Update: By popular demand, I also created a SVG version. It even looks better because the embedded pixmaps have a higher resolution – probably gtk is confused by the resolution of the PDF cairo surface. The code is almost trivially the same. I guess I could add other formats (PNG, PS) as well. Now I just have to find out how to tame GtkFileChooser to offer this feature better.
Comments
I agree that SVG is a good idea, since most* people read documentation online on html/web pages.
*) it's my assumption anyway.
It is really amazing how exactly like the original program it looks.
Ideally, I’d like to take screenshots of any running program, not only those started with the right GTK module. But I don’t know if it is possible to hook into a running gtk program without resorting to too much hacks.
Or maybe the gtk module is included by default in all running applications, and activated by some signalling, e.g. via the X properties of the window.
But other than those bells and whistles, the code is ok so far.
It does not work in all cases, of course. It can only handle gtk-3 applications, and excludes those that do not use cairo for drawing (e.g. gnome-terminal’s vty widget).
It opens an interesting path for UI functional testing of GTK+ 3 apps.
but when i read it on golem at first i thought that text remains text...:)
would be pretty cool! no, it really would be awesome!!
i do not mean ocr stuff. i was thinking about exporting "selectable text" as text.
if you can select text as a user, it should be possible for a process as well, right?
ps: have you finished your double-diploma yet?
As for the diploma: I am waiting for the transfer of credits from India, then I should be done with the computer science diploma.
not checked pdf file yet, but man, that's awesome!
ps: thumbs up for finishing :)
pps: the text-selection color in this comment box is not distinguishable from the background color, intention or does something went wrong with css? (ff4, win7)
It is here. Try tilting your laptop screen, if I tilt mine down, it becomes indistinguishable.
This, on a desktop LCD with a backlight so bright that it'd fry your retina if you looked at it for too long. ;-)
(need to get some sun-glasses...)
Inkscape can convert Pdf to Svg, while asking you if you want to convert text to shape (or not).
A test made with the Joachim's PDF sample worked very well: I was able to edit and translate all texts from German to French, even the smileys! ;-]

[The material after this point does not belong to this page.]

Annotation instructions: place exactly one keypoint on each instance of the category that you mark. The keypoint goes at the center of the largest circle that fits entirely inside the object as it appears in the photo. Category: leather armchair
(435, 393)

Very useful to send translation in context (i. e. showing labels that are too short to contain a translated text), both in a portable manner (all modern browsers are indeed able to show svg graphics) and an indexable one (svg are text, easy to index and edit). Gzip compressed svgz graphics are generally lighter (i. e. 1/7 in this case) than equivalent png bitmaps. Very nice for good quality printing too!
Lots of advantages. Thanks to Joachim for this brilliant idea.
Anyways, I’m not too worried about that at the moment. The layout of the webpage is not too great any more anyways.
But Firefox might have changed a lot since then, so I can’t promise anything.